Timber is the latest undertaking by the crew behind Forage restaurant, in the spacious Listel Hotel quarters that used to be O’Doul’s. The saga behind long running O’Doul’s demise, Forage’s ascent, and now the arrival of Timber has a few twists but here’s the short version.
When O’Doul’s was shuttered, the (accountants’) idea was that the hotel’s high traffic Robson Street frontage would be better put to use under retail. Well, things didn’t quite pan out and, after a while, the expansive (and quite beautiful) art gallery closed.
When I heard the space was to revert to a restaurant, I couldn’t help but quietly chuckle…
Forage has been one of the most successful new restaurants in recent years, although nobody would argue that it s on the small side.
The challenge: what to do as a counterpoint.
Timber is a clever move on so many levels. The completely refurbished, high ceilinged room echoes all the airiness and light that was O’Doul’s appeal over the years. But the mood now is stripped down and uncluttered, with an open kitchen and acres of natural wood. It’s all a perfect fit with the modern, casual style of dining.
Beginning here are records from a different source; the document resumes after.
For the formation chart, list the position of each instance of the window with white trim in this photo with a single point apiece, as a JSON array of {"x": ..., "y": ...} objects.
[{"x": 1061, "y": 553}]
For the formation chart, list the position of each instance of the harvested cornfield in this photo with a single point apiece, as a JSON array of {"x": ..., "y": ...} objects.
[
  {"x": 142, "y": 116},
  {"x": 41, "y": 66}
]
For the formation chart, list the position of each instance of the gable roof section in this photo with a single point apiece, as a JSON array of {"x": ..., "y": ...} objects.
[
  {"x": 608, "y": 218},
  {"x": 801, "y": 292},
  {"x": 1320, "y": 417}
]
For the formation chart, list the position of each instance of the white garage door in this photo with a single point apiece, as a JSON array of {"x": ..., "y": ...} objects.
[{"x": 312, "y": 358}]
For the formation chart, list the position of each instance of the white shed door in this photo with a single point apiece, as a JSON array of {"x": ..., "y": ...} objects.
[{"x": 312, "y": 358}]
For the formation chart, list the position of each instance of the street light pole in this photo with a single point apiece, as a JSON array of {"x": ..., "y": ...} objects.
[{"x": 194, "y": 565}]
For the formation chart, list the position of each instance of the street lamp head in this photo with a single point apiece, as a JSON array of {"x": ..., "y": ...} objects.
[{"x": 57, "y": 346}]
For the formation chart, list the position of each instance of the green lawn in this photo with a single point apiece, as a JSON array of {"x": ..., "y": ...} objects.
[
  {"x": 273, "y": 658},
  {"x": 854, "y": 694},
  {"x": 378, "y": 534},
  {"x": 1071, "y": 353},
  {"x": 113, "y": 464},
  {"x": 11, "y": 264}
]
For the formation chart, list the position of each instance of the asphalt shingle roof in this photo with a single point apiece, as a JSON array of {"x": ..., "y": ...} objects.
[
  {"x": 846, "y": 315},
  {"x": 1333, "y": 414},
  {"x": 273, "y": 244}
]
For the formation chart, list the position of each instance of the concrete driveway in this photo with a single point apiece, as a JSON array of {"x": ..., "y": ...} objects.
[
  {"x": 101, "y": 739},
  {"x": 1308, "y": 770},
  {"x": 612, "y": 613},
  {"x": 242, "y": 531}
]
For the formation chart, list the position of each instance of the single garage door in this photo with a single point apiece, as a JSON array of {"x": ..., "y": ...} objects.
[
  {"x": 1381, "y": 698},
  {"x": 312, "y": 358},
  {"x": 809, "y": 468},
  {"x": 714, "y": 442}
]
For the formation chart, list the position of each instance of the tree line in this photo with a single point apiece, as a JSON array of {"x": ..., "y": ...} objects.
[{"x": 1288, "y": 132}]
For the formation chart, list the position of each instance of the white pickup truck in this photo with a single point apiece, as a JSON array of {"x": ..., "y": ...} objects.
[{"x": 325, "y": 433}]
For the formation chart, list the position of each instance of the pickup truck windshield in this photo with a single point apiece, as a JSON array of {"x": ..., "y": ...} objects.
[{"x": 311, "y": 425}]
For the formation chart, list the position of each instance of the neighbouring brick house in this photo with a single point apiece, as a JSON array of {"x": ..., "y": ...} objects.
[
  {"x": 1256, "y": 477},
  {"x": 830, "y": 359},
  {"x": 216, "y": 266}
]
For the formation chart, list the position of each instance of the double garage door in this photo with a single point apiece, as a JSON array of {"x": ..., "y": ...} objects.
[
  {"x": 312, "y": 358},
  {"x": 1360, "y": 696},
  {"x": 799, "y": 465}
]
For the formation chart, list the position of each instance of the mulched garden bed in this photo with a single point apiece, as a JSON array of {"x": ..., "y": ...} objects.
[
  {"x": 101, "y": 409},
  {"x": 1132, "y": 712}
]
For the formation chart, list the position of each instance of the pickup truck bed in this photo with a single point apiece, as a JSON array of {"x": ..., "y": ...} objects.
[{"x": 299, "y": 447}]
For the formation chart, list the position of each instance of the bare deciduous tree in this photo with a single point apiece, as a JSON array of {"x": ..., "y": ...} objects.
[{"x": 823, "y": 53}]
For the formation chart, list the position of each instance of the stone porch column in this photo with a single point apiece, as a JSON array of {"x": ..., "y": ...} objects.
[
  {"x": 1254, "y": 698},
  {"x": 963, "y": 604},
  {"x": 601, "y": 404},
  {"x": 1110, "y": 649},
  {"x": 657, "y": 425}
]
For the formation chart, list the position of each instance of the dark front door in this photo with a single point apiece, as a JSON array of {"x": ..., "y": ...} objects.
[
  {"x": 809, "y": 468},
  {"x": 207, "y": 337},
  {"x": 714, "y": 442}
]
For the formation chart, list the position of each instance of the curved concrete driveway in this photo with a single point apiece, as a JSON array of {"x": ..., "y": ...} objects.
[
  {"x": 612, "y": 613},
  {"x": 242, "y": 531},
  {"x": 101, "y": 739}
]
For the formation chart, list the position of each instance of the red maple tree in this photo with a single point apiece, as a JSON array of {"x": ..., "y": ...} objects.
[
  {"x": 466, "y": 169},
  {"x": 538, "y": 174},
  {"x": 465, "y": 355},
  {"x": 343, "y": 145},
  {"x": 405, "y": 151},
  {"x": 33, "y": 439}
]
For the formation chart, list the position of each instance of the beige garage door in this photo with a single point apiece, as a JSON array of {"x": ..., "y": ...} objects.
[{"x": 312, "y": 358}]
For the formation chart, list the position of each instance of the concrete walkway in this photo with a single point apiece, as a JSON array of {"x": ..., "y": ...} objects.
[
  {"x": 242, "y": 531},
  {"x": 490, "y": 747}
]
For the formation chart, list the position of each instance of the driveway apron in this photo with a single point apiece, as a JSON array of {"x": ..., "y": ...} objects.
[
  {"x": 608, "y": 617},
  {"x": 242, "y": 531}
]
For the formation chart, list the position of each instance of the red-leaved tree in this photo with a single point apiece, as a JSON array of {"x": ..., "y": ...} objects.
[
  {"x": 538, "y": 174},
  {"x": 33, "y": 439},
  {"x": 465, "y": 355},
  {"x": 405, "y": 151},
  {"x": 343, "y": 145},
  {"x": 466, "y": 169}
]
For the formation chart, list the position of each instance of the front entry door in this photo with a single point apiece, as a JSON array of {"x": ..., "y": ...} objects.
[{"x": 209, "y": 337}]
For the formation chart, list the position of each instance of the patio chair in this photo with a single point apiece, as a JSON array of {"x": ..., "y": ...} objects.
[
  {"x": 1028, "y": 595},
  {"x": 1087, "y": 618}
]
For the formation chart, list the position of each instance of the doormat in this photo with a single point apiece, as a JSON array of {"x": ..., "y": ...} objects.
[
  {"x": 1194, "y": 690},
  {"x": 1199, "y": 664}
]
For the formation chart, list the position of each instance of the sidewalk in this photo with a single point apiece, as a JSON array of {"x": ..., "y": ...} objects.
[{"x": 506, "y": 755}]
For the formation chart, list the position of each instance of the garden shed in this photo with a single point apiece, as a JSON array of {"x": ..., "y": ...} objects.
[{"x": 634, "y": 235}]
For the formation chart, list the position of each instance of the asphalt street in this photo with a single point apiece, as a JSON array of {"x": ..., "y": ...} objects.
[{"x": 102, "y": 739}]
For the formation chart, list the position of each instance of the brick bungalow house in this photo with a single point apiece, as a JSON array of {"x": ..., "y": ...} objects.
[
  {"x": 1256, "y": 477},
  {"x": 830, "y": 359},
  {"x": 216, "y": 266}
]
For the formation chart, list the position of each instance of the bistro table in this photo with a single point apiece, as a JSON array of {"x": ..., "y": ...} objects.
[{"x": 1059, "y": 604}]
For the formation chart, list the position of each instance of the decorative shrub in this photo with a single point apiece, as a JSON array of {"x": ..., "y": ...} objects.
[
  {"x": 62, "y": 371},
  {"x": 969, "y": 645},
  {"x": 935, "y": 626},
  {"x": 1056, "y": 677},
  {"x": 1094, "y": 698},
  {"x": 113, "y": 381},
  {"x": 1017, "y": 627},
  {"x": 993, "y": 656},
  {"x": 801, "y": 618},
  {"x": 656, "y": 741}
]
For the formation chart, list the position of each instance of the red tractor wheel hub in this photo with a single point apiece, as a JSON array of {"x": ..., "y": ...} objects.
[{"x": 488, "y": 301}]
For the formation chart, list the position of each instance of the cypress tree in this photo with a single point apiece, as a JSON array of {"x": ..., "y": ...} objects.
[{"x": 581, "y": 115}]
Timber makes even more use of the Robson frontage than its predecessor, with ample seating along the windows, as well as a standing bar on the Jervis side, which will also sport a patio come spring.
Timber’s decor sports plenty of lumberjack paraphernalia and logging equipment—though not too much. Almost everything is reclaimed, including the seat covers, which are old mail bags from Canada Post.
Oh, and there’s even a beaver, waiting to greet you, as there should be …
Timber: on the menu
Timber executive Chef Chris Whittaker says: “The idea is to focus on Canadian comfort food—and having fun with the classics—but doing things a bit differently. For instance, in the mushroom poutine, we’re saluting the staple mother sauce of all households, which used to be a tin of cream of mushroom soup.”
The “poutine” variation comes with a house made gravy that’s about as far from Campbell’s as you can imagine, slathered over shoestring fries, curds and mushroom chips. It might easily become addictive. And it’s a no brainer to go with a decent pint from a pretty good range of smaller craft taps. ($12)
Other good tastes: a formidable bison burger, with caramelised onion, bacon, pickle and cheddar, that just plain delicious—served with fries or salad ($16); and, yet one more looming addiction, assertively spiced, sticky and wonderful chicken wings with chili maple glaze. ($11) Perfect with Powell Street Divebomb Porter.
There’s more Canadiana, such as the “Shore lunch” with Ocean Wise fish as available, elk tourtière, a Caesar salad with herring dressing, jowl bacon, fried garlic and bannock, and perogies (of course).
For dessert: deep fried Nanaimo bars (with ‘double-double custard’)—and, yes, there are Timber Bits, with house made ‘nutella.’
Timber, 1300 Robson St., Vancouver, BC. Phone nbr and website to come
See you there!
My hunch is, as a much needed addition to the West End, it will be hopping.